There was no significant main effect of time or group × time interaction concerning GSH (Fig. 5A). However, there was a significant main effect of group (P = 0.049), with GSH level being higher after the spirulina supplementation at rest and 24 h after exercise. There were no significant main effects or interactions for GSSG and GSH/GSSG ratio (Figs. 5B and C).

Figure 5.

GSH (A) and GSSG concentrations (B) as well as GSH/GSSG (C) ratio in the placebo (open rectangles) and spirulina exercise trials (filled rectangles; mean ± SEM). #Significantly different between placebo and spirulina trial at the same time point (P < 0.05).

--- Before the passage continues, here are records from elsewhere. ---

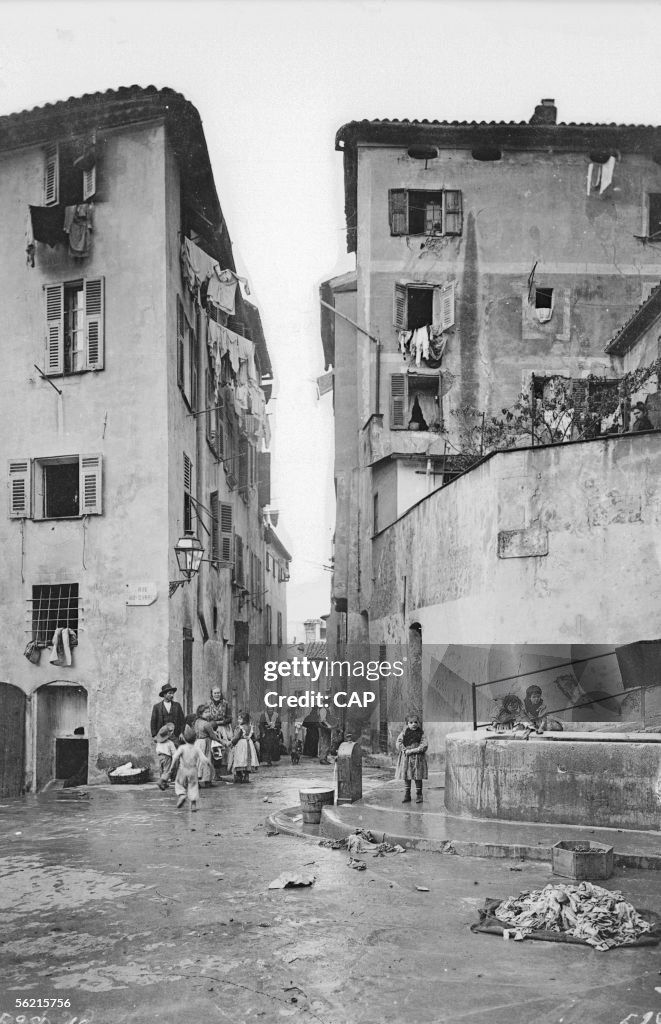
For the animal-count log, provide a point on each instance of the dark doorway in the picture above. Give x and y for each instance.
(12, 740)
(71, 759)
(187, 670)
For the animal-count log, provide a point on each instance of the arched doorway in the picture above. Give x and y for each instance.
(12, 740)
(415, 669)
(61, 733)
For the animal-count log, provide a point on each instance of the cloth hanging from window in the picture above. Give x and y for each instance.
(79, 226)
(221, 290)
(196, 265)
(48, 224)
(63, 640)
(607, 175)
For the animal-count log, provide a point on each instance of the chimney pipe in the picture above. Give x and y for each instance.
(545, 113)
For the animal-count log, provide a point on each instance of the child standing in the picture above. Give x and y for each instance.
(189, 759)
(165, 751)
(411, 764)
(243, 758)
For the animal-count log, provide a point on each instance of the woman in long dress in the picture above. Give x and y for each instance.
(243, 757)
(204, 736)
(269, 735)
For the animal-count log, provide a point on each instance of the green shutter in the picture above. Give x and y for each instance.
(398, 211)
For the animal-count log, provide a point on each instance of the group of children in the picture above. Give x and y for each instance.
(190, 762)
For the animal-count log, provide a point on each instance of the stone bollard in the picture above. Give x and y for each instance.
(349, 768)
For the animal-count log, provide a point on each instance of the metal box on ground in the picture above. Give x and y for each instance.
(582, 860)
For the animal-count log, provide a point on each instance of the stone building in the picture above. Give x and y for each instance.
(490, 258)
(136, 377)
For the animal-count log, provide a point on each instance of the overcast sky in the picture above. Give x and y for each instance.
(273, 81)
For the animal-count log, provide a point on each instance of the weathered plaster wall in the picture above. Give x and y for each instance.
(119, 412)
(522, 210)
(599, 504)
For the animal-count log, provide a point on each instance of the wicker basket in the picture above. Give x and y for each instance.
(135, 779)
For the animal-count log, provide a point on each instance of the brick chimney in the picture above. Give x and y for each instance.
(545, 113)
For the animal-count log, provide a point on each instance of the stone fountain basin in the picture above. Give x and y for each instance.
(581, 778)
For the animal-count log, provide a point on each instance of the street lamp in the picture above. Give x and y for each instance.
(188, 551)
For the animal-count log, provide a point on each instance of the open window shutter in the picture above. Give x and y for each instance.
(238, 559)
(94, 323)
(443, 307)
(398, 211)
(400, 307)
(19, 505)
(453, 211)
(398, 401)
(226, 532)
(90, 484)
(180, 343)
(215, 526)
(89, 182)
(54, 329)
(51, 176)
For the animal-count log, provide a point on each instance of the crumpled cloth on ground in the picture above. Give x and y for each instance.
(361, 841)
(583, 913)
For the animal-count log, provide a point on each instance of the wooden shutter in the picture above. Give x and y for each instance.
(226, 532)
(400, 307)
(398, 401)
(19, 504)
(215, 526)
(54, 329)
(180, 343)
(51, 176)
(89, 182)
(238, 559)
(443, 307)
(90, 484)
(398, 211)
(453, 209)
(94, 324)
(244, 457)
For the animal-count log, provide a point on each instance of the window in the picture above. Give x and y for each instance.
(70, 172)
(230, 461)
(426, 305)
(238, 560)
(543, 304)
(75, 326)
(214, 417)
(186, 358)
(215, 530)
(654, 216)
(226, 532)
(187, 491)
(53, 606)
(416, 212)
(61, 487)
(415, 401)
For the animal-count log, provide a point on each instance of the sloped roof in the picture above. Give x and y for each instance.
(640, 321)
(515, 136)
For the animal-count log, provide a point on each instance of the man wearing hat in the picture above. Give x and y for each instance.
(168, 711)
(641, 419)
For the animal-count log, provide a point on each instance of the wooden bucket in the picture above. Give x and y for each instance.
(311, 803)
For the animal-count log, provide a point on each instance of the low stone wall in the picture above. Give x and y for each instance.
(609, 780)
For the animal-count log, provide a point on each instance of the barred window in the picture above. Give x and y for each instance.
(53, 606)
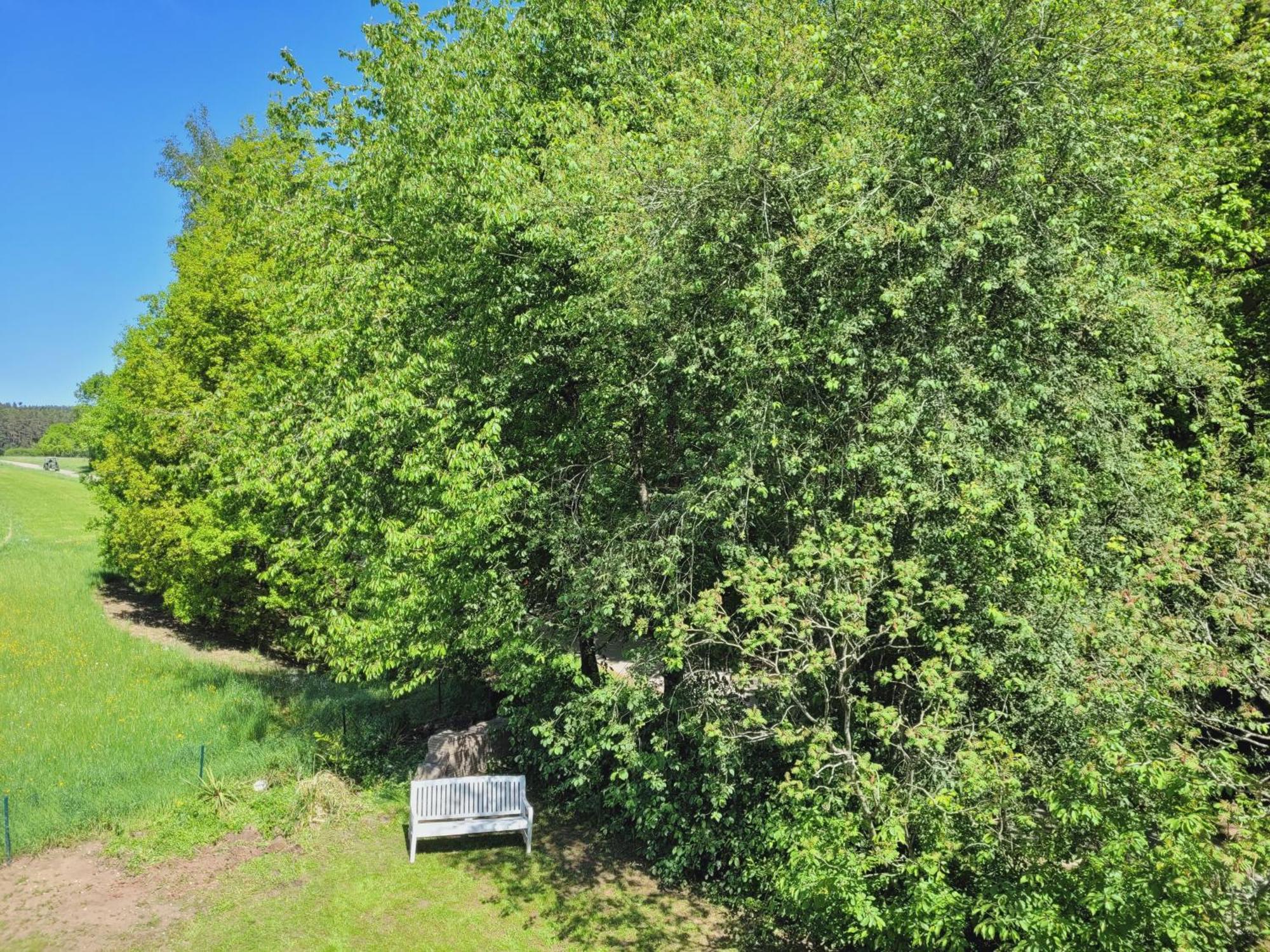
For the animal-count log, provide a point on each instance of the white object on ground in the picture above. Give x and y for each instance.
(455, 807)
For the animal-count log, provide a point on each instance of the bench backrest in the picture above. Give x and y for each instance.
(463, 798)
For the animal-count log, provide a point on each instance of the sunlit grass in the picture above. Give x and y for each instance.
(69, 464)
(98, 727)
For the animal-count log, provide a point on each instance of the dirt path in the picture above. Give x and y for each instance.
(77, 898)
(40, 469)
(144, 618)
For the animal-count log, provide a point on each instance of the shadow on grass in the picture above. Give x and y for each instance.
(368, 733)
(148, 618)
(594, 896)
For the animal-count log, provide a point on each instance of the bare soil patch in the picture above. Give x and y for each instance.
(145, 618)
(78, 898)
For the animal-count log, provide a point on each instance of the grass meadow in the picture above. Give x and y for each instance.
(69, 464)
(100, 738)
(98, 727)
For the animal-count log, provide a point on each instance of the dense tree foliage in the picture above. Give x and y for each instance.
(881, 383)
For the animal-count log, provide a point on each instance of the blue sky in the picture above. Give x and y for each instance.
(91, 91)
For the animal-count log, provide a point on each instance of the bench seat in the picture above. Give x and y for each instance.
(458, 807)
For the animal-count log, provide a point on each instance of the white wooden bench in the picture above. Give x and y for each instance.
(457, 807)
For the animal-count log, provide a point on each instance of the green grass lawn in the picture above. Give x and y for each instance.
(100, 727)
(70, 464)
(352, 888)
(101, 737)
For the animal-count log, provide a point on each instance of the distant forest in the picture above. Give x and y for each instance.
(25, 426)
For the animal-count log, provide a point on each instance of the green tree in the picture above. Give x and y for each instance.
(871, 378)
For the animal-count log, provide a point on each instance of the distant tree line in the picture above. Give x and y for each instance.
(23, 426)
(885, 384)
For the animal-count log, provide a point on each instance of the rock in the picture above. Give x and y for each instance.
(464, 753)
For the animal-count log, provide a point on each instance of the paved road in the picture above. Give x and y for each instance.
(37, 466)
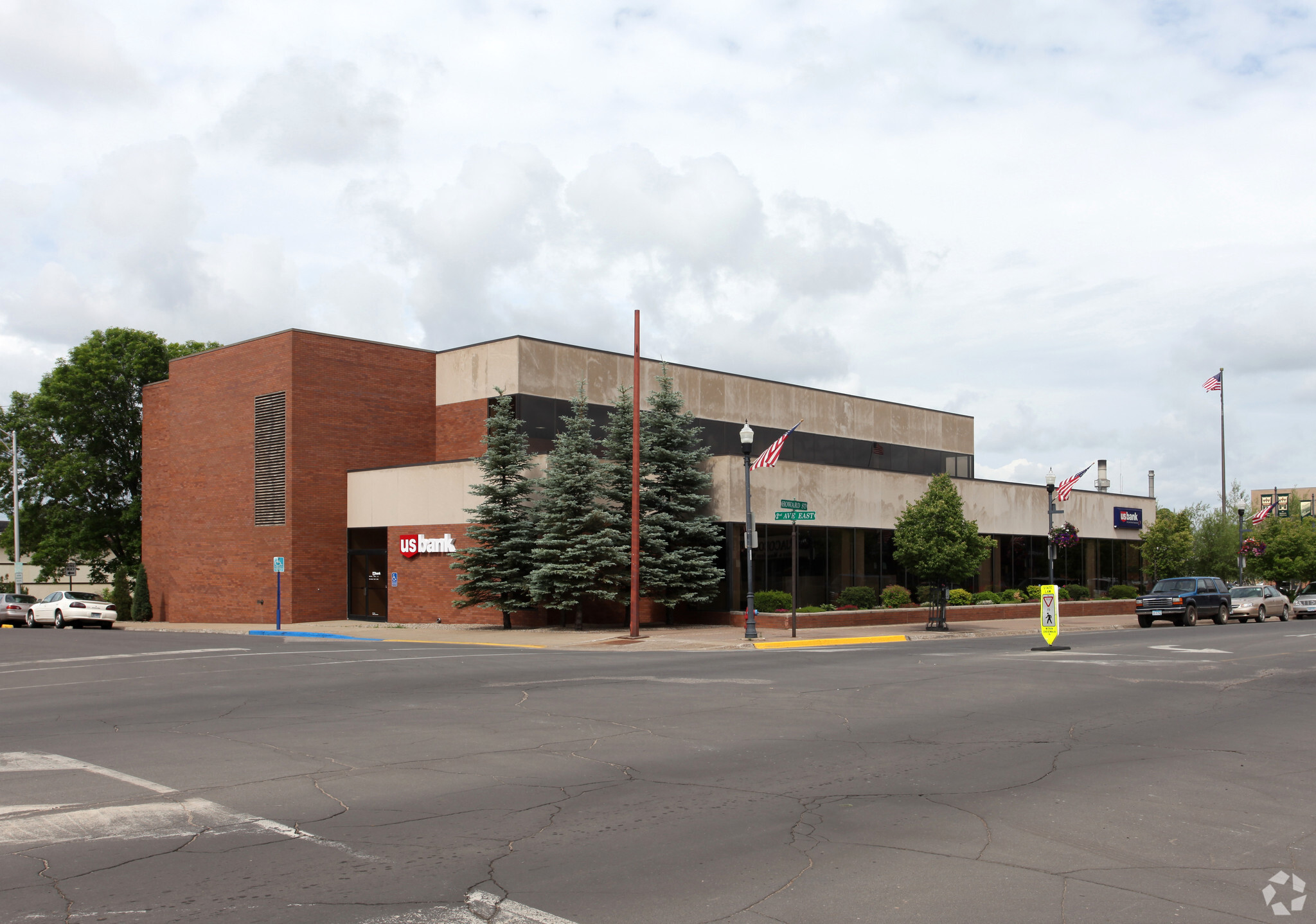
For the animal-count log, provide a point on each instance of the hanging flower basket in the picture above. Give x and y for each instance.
(1066, 536)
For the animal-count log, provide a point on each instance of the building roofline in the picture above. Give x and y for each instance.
(702, 369)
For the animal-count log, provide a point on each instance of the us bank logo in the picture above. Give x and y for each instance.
(415, 544)
(1295, 893)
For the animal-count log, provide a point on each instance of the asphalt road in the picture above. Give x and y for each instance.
(178, 777)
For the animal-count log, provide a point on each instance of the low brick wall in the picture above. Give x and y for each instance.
(844, 617)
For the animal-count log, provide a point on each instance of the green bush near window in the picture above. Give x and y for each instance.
(894, 596)
(861, 596)
(769, 601)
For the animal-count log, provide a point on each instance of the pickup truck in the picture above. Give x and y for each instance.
(1180, 601)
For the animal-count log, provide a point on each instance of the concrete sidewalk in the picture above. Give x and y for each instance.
(654, 639)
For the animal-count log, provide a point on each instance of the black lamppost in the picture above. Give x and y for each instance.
(1240, 544)
(751, 536)
(1051, 526)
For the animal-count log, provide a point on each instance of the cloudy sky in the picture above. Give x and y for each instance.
(1060, 218)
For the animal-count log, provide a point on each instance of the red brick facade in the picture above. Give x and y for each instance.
(459, 429)
(350, 404)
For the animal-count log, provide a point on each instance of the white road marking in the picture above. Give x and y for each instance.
(130, 822)
(112, 657)
(652, 680)
(1190, 650)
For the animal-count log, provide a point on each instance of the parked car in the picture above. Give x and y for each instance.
(75, 609)
(1304, 602)
(13, 609)
(1258, 603)
(1182, 600)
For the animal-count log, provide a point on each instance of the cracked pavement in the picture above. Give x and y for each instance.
(257, 778)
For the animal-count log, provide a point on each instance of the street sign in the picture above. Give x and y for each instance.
(1051, 606)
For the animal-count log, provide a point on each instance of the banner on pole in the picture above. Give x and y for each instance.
(1051, 606)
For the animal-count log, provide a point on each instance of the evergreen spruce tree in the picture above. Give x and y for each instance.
(680, 546)
(141, 611)
(934, 538)
(497, 569)
(581, 553)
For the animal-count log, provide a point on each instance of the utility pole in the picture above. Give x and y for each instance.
(17, 561)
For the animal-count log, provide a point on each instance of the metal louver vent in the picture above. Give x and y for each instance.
(270, 427)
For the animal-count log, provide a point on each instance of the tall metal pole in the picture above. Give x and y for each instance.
(17, 561)
(1051, 540)
(1224, 499)
(635, 492)
(1240, 544)
(751, 627)
(796, 572)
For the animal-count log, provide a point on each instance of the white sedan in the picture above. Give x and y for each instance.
(76, 609)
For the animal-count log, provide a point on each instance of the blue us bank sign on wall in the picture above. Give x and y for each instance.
(1128, 518)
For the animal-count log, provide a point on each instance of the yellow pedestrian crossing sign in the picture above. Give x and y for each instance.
(1051, 612)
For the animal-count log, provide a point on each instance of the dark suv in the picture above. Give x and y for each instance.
(1181, 600)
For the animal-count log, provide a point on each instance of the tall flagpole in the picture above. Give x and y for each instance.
(1224, 498)
(635, 492)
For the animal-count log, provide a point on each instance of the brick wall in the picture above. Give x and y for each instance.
(458, 429)
(350, 404)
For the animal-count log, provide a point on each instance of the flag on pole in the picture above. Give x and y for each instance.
(768, 458)
(1063, 488)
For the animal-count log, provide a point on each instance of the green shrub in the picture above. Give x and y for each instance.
(894, 596)
(862, 598)
(769, 601)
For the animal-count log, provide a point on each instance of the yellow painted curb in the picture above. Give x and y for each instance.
(437, 641)
(817, 643)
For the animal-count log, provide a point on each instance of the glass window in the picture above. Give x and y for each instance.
(1174, 586)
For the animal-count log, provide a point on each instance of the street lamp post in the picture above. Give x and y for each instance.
(1240, 542)
(751, 536)
(1051, 526)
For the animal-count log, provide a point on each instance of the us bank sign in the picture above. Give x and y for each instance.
(416, 544)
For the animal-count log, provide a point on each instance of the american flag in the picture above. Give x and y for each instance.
(769, 456)
(1063, 488)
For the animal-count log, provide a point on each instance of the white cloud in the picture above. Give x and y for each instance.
(61, 51)
(1056, 218)
(315, 111)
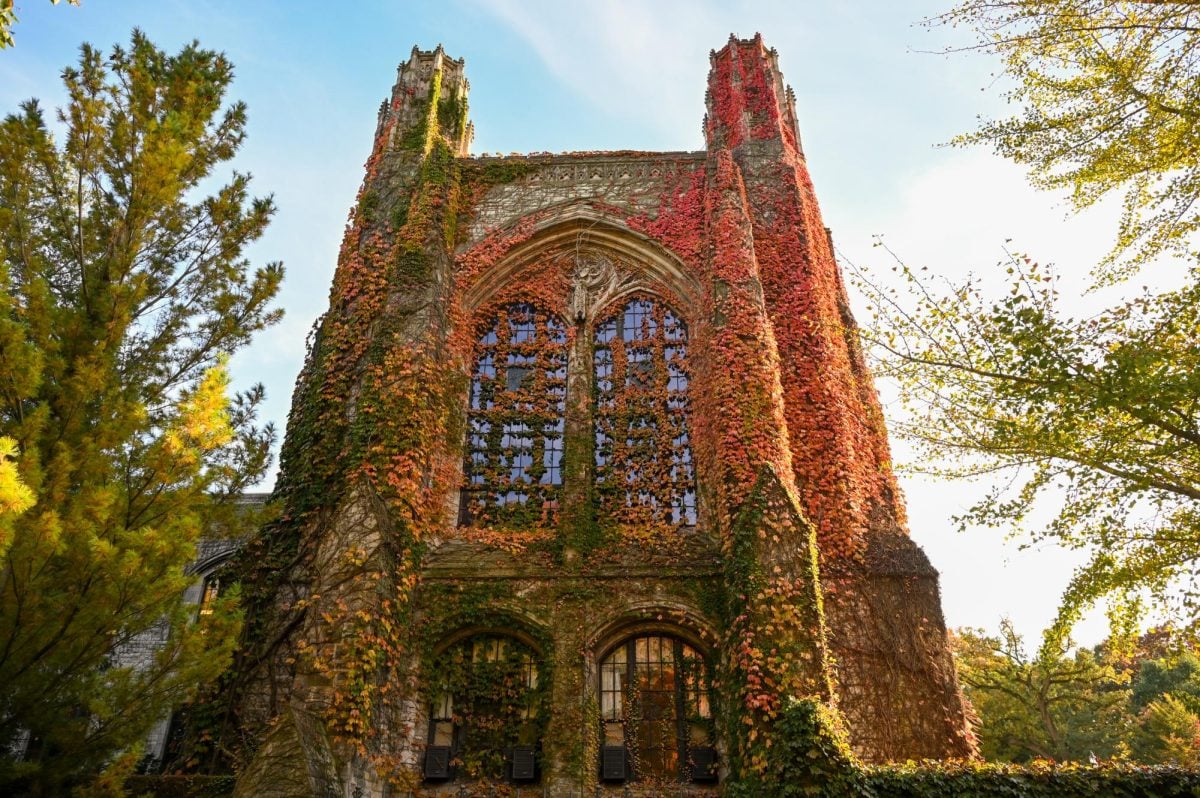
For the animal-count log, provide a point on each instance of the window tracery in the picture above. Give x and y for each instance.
(515, 420)
(643, 465)
(486, 699)
(654, 701)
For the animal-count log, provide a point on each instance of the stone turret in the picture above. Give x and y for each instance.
(430, 85)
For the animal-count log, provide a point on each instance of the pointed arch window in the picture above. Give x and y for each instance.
(654, 705)
(514, 469)
(486, 701)
(643, 465)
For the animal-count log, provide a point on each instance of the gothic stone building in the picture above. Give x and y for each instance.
(585, 477)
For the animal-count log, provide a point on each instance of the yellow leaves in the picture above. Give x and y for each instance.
(203, 420)
(16, 497)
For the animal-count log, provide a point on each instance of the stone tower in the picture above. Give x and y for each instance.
(585, 475)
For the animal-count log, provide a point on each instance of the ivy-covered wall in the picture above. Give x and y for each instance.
(365, 591)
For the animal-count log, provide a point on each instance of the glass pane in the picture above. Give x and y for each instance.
(443, 732)
(643, 469)
(513, 463)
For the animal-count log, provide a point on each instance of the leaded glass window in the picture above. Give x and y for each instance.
(514, 469)
(654, 701)
(643, 466)
(486, 699)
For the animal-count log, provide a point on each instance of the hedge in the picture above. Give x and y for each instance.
(186, 786)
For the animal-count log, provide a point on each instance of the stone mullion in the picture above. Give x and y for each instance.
(577, 514)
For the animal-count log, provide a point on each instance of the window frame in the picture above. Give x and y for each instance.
(683, 719)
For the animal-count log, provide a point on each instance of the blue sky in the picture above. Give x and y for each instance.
(874, 106)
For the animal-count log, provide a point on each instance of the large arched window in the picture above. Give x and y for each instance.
(645, 472)
(487, 709)
(655, 712)
(515, 421)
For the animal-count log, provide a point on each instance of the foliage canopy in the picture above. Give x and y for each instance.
(1109, 93)
(123, 291)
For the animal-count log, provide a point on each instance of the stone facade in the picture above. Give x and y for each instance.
(595, 427)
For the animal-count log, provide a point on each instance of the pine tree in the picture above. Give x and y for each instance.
(123, 291)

TBARS and Protein Carbonyls

There was no significant main effect of group or time concerning serum TBARS (Fig. 6A). However, there was a significant group × time interaction (P = 0.007), with TBARS levels increasing after exercise after placebo but not after spirulina supplementation. There was no significant main effect of group or time × group interaction concerning serum protein carbonyls (Fig. 6B). However, there was a significant main effect of time (P < 0.001), with protein carbonyls levels increasing immediately after and 1 h after exercise in both groups.

Figure 6.

TBARS (A) and protein carbonyl (B) concentrations in the placebo (open rectangles) and spirulina exercise trials (filled rectangles; mean ± SEM). *Significantly different from the resting value in the same trial (P < 0.05). #Significantly different between placebo and spirulina trial at the same time point (P < 0.05).

Catalase and TAC

There was no significant main effect of group or group × time interaction concerning serum catalase (Fig. 7A). However, there was a significant main effect of time (P < 0.001), with catalase activity increasing immediately after and 1 h after exercise in both groups. There was no significant main effect of group or group × time interaction concerning serum TAC (Fig. 7B). However, there was a significant main effect of time (P < 0.001), with TAC increasing immediately after and 1 h after exercise in both groups.

Figure 7.

Catalase activity (A) and total antioxidant capacity (B) in the placebo (open rectangles) and spirulina exercise trials (filled rectangles; mean ± SEM). *Significantly different from the resting value in the same trial (P < 0.05).